まず、クライアントなどと合意したスケジュールを守れるように管理します。この管理には上記で説明したタスクの割当なども含まれていると考えましょう。適切な割り振りができなければスケジュール遅延の原因となってしまいます。
また、クライアントなどの要望によりスケジュールが変更になると、そのスケジュールに沿えるような指示出しが必要です。特に前倒しになった場合は人員のやりくりや残業の依頼などをすることになる可能性が高く、リードエンジニアとしてのスキルが求められます。
エンジニアのサポート
エンジニアの中でも「スキルの高いエンジニア」というポジションであるため、他のエンジニアをサポートします。多くの場合はエンジニアが各々トラブルを解決しますが、チーム全体で意思決定する場合があるなどはリードエンジニアが対応する仕組みです。また、純粋に課題を解決できない場合にリードエンジニアがサポートすることもあります。
例えば、実装方法が明確ではなく、エンジニアが独断で決定できないような場合はリードエンジニアが決定しなければなりません。また、リードエンジニアでも不明瞭な部分があれば、クライアントなどに確認する必要があります。品質に責任を負う立場であるため、無責任な対応はできないのです。
なお、スケジュールが遅延しているなどの状況下では、開発の担当者としてサポートすることもあります。レビューなどが中心のエンジニアではありますが、人手不足などの状態では自分自身も現場で活躍するのです。
チームの窓口
開発チームを取りまとめる立場であるため、チームの窓口を担当します。それぞれのエンジニアに直接問い合わせなどが来ると、リードエンジニアの知らない部分で話が進んでしまうかもしれません。そのようなことを避けるために、窓口となりやりとりをします。
具体的には、クライアントとのやり取りと他部門、他チームとのやり取りを担当しなければなりません。特にクライアントとのやり取りはプロジェクトに大きな影響を与える可能性があるため、リードエンジニアが全体を把握して必要に応じた判断を下します。
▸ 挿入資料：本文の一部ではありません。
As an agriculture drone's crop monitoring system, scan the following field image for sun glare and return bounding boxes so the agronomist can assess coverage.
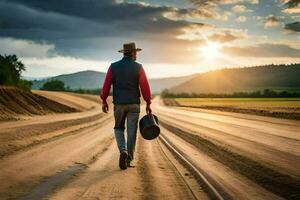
[200,42,221,60]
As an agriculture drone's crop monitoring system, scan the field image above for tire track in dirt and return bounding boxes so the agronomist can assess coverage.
[0,113,110,159]
[0,120,113,199]
[160,121,300,199]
ただ、プロジェクトにはリードエンジニア以外にもプロジェクトマネージャーが参画していることが多いです。この場合は、リードエンジニアではなくプロジェクトマネージャーが窓口的な役割を負うことがあります。また、問い合わせ内容によって役割分担することもあるため、そこも理解しておくべきです。
リードエンジニアに求められるスキル
リードエンジニアには幅広いスキルが求められますが、それらの中でも特に意識してもらいたいものを以下で解説します。
プログラミング
実際にエンジニアのサポートを担当することも多いため、プログラミングスキルが必要です。概念ではなく、そのプロジェクトに応じたプログラミング言語を習得しなければなりません。
ただ、リードエンジニアが大量のプログラミング言語を習得することは現実的ではありません。どのプログラミング言語についても中途半端な知識となってしまい、的確なサポートができなくなってしまうからです。そのため、Javaなど主要なプログラミング言語をいくつか習得しておけば十分です。
コードレビュー
リードエンジニアは他のエンジニアやプログラマーのソースコードをレビューします。そのため、コードレビューに関するスキルを習得しておきましょう。コードレビューには専門的な観点が必要となるため、リードエンジニアはそこを押さえておくべきです。
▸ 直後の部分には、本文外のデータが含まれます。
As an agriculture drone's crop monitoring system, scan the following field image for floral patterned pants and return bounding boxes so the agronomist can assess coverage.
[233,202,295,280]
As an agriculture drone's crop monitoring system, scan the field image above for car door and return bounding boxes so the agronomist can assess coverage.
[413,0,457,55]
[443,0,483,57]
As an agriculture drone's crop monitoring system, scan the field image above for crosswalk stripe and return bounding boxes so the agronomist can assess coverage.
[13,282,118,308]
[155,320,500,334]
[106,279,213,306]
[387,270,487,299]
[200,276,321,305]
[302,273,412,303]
レビュー方法にはいくつかの理論があり、どれが正しいとは言い切れません。コードレビュー初心者向けの書籍があるため、それらでスキルを習得するようにしましょう。また、プロジェクトとしてルールが定められていることもあるため、そのようなものがあれば踏まえます。
システム開発理論
システム開発はいくつかの理論によって支えられています。例えば、開発のプロセスは「ウォーターフロント」「アジャイル」などが主に利用されるでしょう。このような理論についてリードエンジニアは理解しておくべきです。
これらはプロジェクト全体で定められることが多いため、リードエンジニアは意見できないことがあります。ただ、実際に決まった内容を運用していくのはリードエンジニアです。知識がなければプロジェクトの方針に沿えなくなるため、十分なスキルが必要です。
マネジメント
エンジニアやプログラマーをマネジメントできるスキルが必要とされます。プロジェクトでは多くの人が関わることが多いため、これらの人を束ねなければなりません。
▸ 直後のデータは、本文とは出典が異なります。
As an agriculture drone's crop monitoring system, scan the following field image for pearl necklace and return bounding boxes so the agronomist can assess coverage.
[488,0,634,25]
マネジメントスキルにはいくつもの意味合いがありますが、例えば「スケジュールの管理」「遅延がでないようにエンジニアのフォロー」などが必要とされます。リードエンジニアは開発におけるリーダー的なポジションであるため、ほかのエンジニアがスムーズにタスクを処理できるようなマネジメントが必要です。
問題解決
何かしらの問題が起きたときに、それを解決する能力が求められます。自分自身が課題を抱えたときはもちろん、他のエンジニアが抱える課題を解決する作業も重要です。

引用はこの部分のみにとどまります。